Watching the right at Left, Right and Center

I don't listen to all that many podcasts yet, but one of my favorites so far is public radio's Left, Right and Center, where people from the three viewpoints review the week's news. Unfortunately, Tony Blankley on the right, although usually reality-based, got away uncorrected with two wrong statements in the last episodes.

On the April 6th episode, Blankley said he needed to give some "factual corrections" to Bob Scheer's defense of Nancy Pelosi for her trip to Syria. One such correction was that Bush told Pelosi not to go. The problem is that Bush didn't tell her any such thing. He knew of her plans to go and raised no objection until after she was there.

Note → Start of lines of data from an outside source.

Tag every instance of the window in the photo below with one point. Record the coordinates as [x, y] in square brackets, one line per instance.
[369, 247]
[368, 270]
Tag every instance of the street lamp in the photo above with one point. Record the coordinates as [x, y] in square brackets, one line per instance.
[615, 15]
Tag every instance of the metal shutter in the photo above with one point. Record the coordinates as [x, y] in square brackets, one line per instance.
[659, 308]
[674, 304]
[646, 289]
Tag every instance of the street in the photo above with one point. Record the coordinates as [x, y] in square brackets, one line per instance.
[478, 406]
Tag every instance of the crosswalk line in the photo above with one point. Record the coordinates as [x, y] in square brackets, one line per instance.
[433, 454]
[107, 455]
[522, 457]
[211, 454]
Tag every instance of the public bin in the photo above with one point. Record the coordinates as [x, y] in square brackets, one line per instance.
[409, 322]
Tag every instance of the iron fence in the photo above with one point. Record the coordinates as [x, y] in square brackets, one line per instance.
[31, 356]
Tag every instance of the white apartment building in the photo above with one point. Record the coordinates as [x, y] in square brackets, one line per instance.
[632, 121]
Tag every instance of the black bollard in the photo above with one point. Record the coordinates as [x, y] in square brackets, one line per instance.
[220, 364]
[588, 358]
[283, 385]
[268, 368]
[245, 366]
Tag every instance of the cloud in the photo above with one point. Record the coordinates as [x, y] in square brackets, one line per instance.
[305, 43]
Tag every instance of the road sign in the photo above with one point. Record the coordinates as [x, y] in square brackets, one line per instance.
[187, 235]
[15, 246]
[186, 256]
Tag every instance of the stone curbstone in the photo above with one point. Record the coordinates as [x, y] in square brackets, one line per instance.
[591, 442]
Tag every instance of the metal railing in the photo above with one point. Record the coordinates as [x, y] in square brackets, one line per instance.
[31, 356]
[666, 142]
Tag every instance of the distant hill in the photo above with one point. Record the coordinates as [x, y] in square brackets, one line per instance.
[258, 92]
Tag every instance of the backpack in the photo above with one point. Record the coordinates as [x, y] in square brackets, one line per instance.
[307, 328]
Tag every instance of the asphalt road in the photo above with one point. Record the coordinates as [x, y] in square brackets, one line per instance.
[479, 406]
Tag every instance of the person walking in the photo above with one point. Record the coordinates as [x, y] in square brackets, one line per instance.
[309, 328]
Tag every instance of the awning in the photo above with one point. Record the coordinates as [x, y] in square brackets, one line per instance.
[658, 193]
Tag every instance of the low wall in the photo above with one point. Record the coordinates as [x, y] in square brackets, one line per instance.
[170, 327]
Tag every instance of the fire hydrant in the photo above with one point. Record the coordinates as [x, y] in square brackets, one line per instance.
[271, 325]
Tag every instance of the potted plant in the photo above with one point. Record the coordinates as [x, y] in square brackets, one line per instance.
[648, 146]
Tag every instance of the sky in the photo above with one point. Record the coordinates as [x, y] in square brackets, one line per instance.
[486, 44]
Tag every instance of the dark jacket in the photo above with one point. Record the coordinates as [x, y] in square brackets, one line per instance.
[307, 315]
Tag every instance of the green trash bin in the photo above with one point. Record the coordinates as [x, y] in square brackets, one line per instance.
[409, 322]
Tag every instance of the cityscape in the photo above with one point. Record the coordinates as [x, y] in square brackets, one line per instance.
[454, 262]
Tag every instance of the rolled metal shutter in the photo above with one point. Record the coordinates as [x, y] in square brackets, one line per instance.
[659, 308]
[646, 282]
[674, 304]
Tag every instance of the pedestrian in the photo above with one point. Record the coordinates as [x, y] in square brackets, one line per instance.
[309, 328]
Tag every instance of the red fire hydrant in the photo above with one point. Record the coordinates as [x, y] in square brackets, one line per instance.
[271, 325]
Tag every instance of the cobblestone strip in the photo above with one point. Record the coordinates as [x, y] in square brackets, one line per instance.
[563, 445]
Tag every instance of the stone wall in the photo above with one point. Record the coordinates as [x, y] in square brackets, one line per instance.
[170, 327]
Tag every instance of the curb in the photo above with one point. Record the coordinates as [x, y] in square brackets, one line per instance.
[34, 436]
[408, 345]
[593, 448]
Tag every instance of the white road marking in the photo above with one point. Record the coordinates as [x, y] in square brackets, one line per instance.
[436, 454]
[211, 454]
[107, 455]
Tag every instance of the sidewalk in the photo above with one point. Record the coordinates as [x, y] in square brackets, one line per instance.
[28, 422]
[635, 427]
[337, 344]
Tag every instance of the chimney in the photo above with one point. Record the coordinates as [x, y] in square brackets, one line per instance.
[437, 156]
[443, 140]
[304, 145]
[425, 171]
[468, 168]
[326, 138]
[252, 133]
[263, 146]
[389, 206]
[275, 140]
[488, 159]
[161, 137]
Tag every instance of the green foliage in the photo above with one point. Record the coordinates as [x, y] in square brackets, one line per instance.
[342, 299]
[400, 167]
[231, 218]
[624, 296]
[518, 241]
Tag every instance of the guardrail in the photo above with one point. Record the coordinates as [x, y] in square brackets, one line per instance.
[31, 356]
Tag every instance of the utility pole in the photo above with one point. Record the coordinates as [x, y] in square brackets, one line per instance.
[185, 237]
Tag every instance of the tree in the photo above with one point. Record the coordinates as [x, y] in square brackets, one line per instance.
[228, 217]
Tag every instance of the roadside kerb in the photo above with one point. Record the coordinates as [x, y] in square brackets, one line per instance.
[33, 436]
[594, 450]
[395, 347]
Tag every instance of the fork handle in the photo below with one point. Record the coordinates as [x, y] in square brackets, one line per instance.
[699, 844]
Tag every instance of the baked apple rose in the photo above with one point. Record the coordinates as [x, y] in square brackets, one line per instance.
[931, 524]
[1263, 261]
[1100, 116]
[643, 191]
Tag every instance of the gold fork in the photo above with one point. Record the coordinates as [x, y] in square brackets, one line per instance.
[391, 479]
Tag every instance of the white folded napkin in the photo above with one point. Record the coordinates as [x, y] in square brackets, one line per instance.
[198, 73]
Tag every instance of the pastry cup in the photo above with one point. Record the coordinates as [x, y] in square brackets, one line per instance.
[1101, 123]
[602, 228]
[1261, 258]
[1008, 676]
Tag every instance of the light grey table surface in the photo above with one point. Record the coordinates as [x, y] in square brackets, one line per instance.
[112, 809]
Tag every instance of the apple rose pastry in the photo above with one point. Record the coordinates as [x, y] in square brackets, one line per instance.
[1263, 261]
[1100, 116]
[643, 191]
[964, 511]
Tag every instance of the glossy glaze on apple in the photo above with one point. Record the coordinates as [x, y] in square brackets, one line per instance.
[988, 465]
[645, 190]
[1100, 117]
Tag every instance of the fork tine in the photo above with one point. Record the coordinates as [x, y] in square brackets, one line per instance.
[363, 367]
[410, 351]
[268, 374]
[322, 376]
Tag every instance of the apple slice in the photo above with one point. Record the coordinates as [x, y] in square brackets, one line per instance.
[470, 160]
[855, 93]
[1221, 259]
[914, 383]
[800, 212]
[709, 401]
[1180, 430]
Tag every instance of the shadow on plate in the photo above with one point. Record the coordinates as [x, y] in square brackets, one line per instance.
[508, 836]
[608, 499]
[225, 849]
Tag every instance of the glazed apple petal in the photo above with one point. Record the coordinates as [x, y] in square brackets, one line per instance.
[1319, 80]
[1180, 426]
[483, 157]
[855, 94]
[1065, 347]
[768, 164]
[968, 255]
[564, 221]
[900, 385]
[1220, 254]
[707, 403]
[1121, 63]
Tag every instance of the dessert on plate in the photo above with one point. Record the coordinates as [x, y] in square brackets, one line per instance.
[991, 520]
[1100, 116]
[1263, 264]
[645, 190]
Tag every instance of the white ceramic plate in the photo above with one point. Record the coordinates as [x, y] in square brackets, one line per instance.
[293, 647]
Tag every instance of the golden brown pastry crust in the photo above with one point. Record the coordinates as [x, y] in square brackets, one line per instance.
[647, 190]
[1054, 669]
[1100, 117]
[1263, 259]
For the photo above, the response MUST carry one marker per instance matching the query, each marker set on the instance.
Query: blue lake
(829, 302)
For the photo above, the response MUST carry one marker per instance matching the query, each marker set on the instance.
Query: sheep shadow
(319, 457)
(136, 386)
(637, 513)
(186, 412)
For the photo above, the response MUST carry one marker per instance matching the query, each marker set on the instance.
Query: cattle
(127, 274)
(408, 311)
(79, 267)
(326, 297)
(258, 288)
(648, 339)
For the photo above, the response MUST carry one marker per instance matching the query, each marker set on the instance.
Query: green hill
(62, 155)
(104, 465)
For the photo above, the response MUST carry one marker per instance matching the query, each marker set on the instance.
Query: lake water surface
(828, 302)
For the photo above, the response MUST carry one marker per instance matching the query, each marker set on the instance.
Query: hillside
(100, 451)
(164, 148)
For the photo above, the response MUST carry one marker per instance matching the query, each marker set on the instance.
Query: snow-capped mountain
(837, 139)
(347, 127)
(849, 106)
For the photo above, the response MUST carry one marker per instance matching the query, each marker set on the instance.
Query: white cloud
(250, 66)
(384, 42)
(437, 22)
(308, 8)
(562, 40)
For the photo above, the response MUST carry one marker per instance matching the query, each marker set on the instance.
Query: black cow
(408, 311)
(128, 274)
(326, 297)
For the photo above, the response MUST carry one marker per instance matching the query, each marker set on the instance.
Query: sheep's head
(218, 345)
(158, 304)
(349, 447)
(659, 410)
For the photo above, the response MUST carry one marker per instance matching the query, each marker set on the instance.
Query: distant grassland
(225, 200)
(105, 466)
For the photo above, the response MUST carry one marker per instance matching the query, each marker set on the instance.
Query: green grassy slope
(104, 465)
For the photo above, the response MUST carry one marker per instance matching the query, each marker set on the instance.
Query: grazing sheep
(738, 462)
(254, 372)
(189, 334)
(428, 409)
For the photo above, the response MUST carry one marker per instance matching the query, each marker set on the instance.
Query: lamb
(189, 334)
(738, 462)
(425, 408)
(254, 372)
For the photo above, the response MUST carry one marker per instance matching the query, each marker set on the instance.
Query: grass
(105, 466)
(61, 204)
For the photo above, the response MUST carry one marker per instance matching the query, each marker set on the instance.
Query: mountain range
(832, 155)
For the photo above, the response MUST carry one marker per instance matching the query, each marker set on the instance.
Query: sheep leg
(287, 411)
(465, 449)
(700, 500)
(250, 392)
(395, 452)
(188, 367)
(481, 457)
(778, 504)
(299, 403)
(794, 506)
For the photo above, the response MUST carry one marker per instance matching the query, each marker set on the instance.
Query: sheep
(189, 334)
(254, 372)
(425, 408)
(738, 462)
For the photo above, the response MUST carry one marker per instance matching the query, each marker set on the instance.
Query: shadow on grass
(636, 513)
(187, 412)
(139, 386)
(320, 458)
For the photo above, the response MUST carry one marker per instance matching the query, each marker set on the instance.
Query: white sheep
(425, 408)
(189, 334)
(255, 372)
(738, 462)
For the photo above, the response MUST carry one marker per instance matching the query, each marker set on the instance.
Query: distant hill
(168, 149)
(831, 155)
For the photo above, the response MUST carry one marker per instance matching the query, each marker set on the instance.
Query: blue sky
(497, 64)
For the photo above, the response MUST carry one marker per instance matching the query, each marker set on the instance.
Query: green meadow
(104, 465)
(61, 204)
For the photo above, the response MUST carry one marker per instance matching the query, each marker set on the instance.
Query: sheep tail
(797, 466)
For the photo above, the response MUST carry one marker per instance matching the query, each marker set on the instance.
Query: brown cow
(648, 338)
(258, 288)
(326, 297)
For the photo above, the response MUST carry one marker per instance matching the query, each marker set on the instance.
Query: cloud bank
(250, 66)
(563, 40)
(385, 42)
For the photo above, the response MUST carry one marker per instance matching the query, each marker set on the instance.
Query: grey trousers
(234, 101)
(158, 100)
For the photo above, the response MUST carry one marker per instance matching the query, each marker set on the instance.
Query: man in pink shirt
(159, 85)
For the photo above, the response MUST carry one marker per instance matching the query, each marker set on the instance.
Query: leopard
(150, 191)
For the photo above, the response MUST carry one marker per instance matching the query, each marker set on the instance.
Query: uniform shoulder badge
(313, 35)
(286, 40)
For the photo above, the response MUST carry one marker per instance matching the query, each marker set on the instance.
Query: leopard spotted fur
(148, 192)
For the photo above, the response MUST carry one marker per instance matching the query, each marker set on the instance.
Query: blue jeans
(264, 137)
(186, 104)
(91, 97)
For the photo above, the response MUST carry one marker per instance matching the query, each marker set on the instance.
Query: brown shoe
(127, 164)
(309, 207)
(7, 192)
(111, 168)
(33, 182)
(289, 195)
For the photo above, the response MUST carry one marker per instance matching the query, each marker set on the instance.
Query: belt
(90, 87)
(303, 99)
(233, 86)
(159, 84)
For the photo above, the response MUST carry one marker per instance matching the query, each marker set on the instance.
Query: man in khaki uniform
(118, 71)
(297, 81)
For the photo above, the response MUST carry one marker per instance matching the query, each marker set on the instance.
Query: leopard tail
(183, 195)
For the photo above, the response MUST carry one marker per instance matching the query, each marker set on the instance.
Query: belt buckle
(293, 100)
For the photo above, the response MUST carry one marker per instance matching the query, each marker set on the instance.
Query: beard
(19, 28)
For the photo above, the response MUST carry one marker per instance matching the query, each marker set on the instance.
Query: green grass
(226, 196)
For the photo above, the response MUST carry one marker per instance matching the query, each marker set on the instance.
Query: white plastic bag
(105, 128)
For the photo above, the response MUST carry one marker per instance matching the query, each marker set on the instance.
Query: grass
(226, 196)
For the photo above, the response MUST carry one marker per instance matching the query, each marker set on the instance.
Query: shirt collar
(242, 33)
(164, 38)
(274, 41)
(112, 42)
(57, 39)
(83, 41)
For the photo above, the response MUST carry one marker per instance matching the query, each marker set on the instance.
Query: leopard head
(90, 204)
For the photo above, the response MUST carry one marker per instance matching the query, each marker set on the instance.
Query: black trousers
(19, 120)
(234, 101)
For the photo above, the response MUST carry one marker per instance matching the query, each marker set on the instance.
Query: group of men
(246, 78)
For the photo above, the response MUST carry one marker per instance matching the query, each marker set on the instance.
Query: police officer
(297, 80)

On March 30th, Blankley said Bush loyalist Monica Goodling had the right to plead the Fifth Amendment and avoid testifying because hostile questioners will deny that her truthful answers are in fact truthful, and get her prosecuted for perjury. First, Blankley ignores the fact that Congress can't prosecute anybody - a federal branch prosecutor would have to be convinced to bring an indictment. More important though, is that Blankley is almost certainly wrong about this as a reason to take the Fifth. No court has ever accepted a "perjury trap" justification for refusing to testify:

A few courts have discussed the theoretical possibility that there is some kind of "perjury trap" defense that might apply when a witness is hauled before a tribunal just to see if the witness can be tricked into comitting perjury. Courts have hinted that setting such a perjury trap might violate the Due Process clause. However, I don't think any court has ever actually found a perjury trap; courts invariably find a government interest that allows the testimony, and generally do not need to reach whether such a defense exists. See, e.g., Wheel v. Robinson, 34 F.3d 60, 67-68 (2d Cir. 1994).

The same (conservative) blogger notes later that even truthful statements related to past false testimony may not be enough to allow taking the Fifth - the test in that situation is fact-sensitive. Goodling's asserted reason is less strong, and not fact-sensitive - anyone asserting potential hostile questioning could make a similar claim or even stronger claim than her. Most hostile questioners would be actual prosecutors who, unlike Congress, can bring perjury indictments. The Fifth Amendment exception would swallow up the rule.

Too bad that Blankley wasn't challenged, but he also needs to get his facts straight. And considering that Blankley's relationship to normal right-wing radio is like Aristotle's Academy to this blog, he has to set a higher bar.